Critically analyse the case law that has developed on the meaning of ‘actual occupation’ under the Land Registration Act 2002. In light of that case law, do you think that the current system adequately balances protection for those with overriding interests in actual occupation of land against protection for purchasers who rely upon the register?”This assignment is designed to assess learning outcomes:

1) Demonstrate an understanding of the principles underlying land law, 
2) Critically analyse the principles of land law and relevant case law as applied in practice.
3) Demonstrate knowledge and understanding of proposals for reform (where applicable).

This assignment is an individual assignment.

Criteria for Assessment

1. The student is expected to understand the principles and procedures in this area of law and to research and identify the developments in recent cases and statutes in the law relating to registered titles to land.
2. The student should understand and explain the varying decisions of case law, if appropriate 
3. The student should critically analyse the case law and determine whether the cases are appropriate to the question.
4. The student should identify any perceived weaknesses in the current systems of registered titles land. 
5. The student should consider whether such perceived weaknesses have a valid role to play in the system of registered land ownership. 
6. It is important that, despite the opinions of others you may find during your research, you explain this in your OWN words so that your understanding can be assessed.

You must follow the style below as part of the assessment criteria.

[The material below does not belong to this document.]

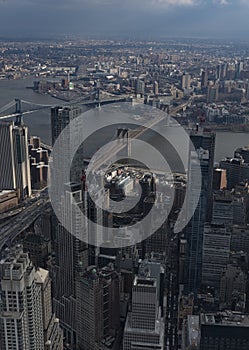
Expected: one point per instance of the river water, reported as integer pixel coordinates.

You will lose marks if you do not follow these guidelines when preparing your coursework.

Primary and secondary sources
• Distinguish clearly between primary sources (the original source of the law, e.g., a case) and secondary sources (a commentary or explanation of the law, e.g., a book).
• To avoid charges of plagiarism and failure to cite sources, clearly cite and credit these sources. 
• Lecture notes and handouts are not sources – never cite them in your essay/bibliography
• Adopt the Oxford method of referencing: Paul Richards, Law of Contract (5th ed. Longman 2007) – author’s name, initial, title, edition, publisher, year 
• Refer to a specific page thus: Paul Richards, Law of Contract (5th ed. Longman 2007), at page 259.
• Do not use textbooks, or articles, as primary sources: Carlill v Carbolic Smoke Ball Co, page 33 of Richards, Law of Contract is wrong!!
• Do not use and cite inappropriate and sub-degree texts, such as Nutshells.
• Adopt the Oxford method: Richard Nobles, and David Schiff, ‘The Right to Appeal and Workable Systems of Justice’ (2002) 65 (5) MLR 676 – author, title of article, year of publication, volume number, issue number, page at which the article starts.
• Refer to specific pages of the article as with Books above.
• Learn to use the relevant abbreviation for the journal: eg, MLR, LQR, OJLS
• Do not use the cataloguing system provided by search engines: Modern Law Review Vol 75, Issue No 3 (Summer) 666-690.
• Do not use and cite inappropriate websites – never cite wikipedia!!
• The website should not be cited as a substitute for the proper reference: cite the law report, article etc and then refer to the website in your bibliography, with the specific page of that website, together with the date you last accessed the site. 
• You may cite a website as a source if that information is only available on that site.
• Case names should be highlighted, preferably in italics: Carlill v Carbolic Smoke Ball Co.
• The reference for the relevant law report should be given, preferably in a footnote: [1893] 1 QB 256.
• Extracts from judgments should refer to the page or paragraph number: [1893] 1 QB 256, Bowen LJ, at 265E.
• A newspaper report is acceptable if no law report reference is available: Potter v Scottish Ministers, The Times, 4 April 2007.
Statutory sources
• The short title of the Act of Parliament should be given: ‘The Human Rights Act 1998 (hereafter the Act or the 1998 Act) was passed …’
• Specific sections should be cited: s.10 Human Rights Act 1998; s.1 for section; ss.1 and 2 for sections; s.1(2) for section and sub-section.
• If you cite an article from a treaty you can cite it as Art. 1, Article 1 or article 1.
• Provide the proper citation for secondary legislation: Prison Rules 1999 (SI 1999/728).
Latin words and phrases
• Put Latin words and phrases in italics – inter alia, volenti non fit injuria
• You may use Latin words when referring to previous references (op cit, ibid, supra etc) or you can simply say, see note 4, above or see note 10, below.